As we get older, it can be increasingly difficult to maintain the social networks we had in our younger years. Over 2.5 million people over the age of 75 in the UK live alone, and social isolation and loneliness can be a huge problem. The charity helpline for older people, Silver Line, received 300,000 calls in its first year of operation, and in a staggering 50% of these, the caller had nobody else to turn to.

It doesn't have to be that way. There are many small steps you can take, even if you are not in the best of health, to increase and maintain contact with friends and family.

1. Would You Benefit from a Befriending Service?

Many local and national charities run befriending services for older people who live alone; they will put you in touch with a vetted volunteer who will call round to see you and to chat, or to take you to meetings and outings with other people in a similar position.

2. Could You Volunteer?

If you are fit and active, could you offer your services as a volunteer? Most towns have a volunteer co-ordination organisation where they will be delighted to match you to a suitable activity - anything from clearing overgrown gardens to doing the shopping for someone who is housebound. If you have your own transport, you could also offer to be a befriending volunteer yourself, for someone who doesn't find it so easy to get around.

3. Family First

No matter how far flung your family is, it's important to stay in touch. Look into things like Skype if you're worried about phone bills, or email or Facebook if you're worried about intruding into their daily lives. If you're not very computer savvy, ask in your local library - they will be able to help you, or they might run basic computer courses specifically for older people.

4. Would You Like to Learn Something New?

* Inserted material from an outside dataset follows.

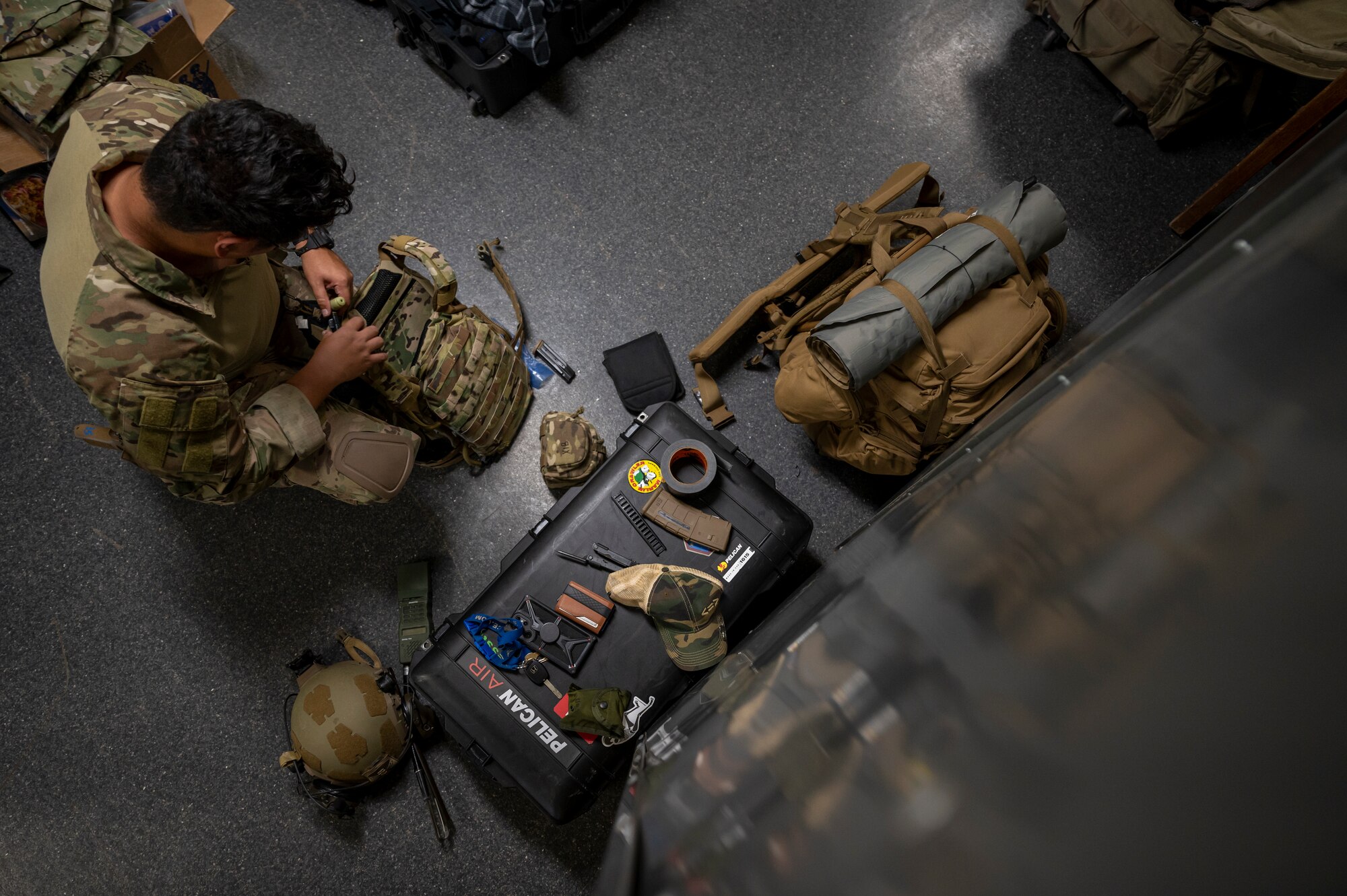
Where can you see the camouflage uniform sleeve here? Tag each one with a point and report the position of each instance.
(296, 295)
(150, 373)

The University of the Third Age is a national organisation whose groups in most towns and cities organise a huge array of courses, workshops, talks and events, specifically for retired people. Community centres, libraries and museums also often run similar courses. What would you like to learn?

5. Fill Your Diary

When you look at the week ahead, do you just see blank days? You can change that! Write in something for each day, even if it's just a walk or a trip to the park. Seeing that there's something for you to do each day will help to make you feel more motivated to create friendship links with others.

If your loneliness is truly getting you down, remember that your GP is there to help too - don't be afraid to let them know how you are feeling.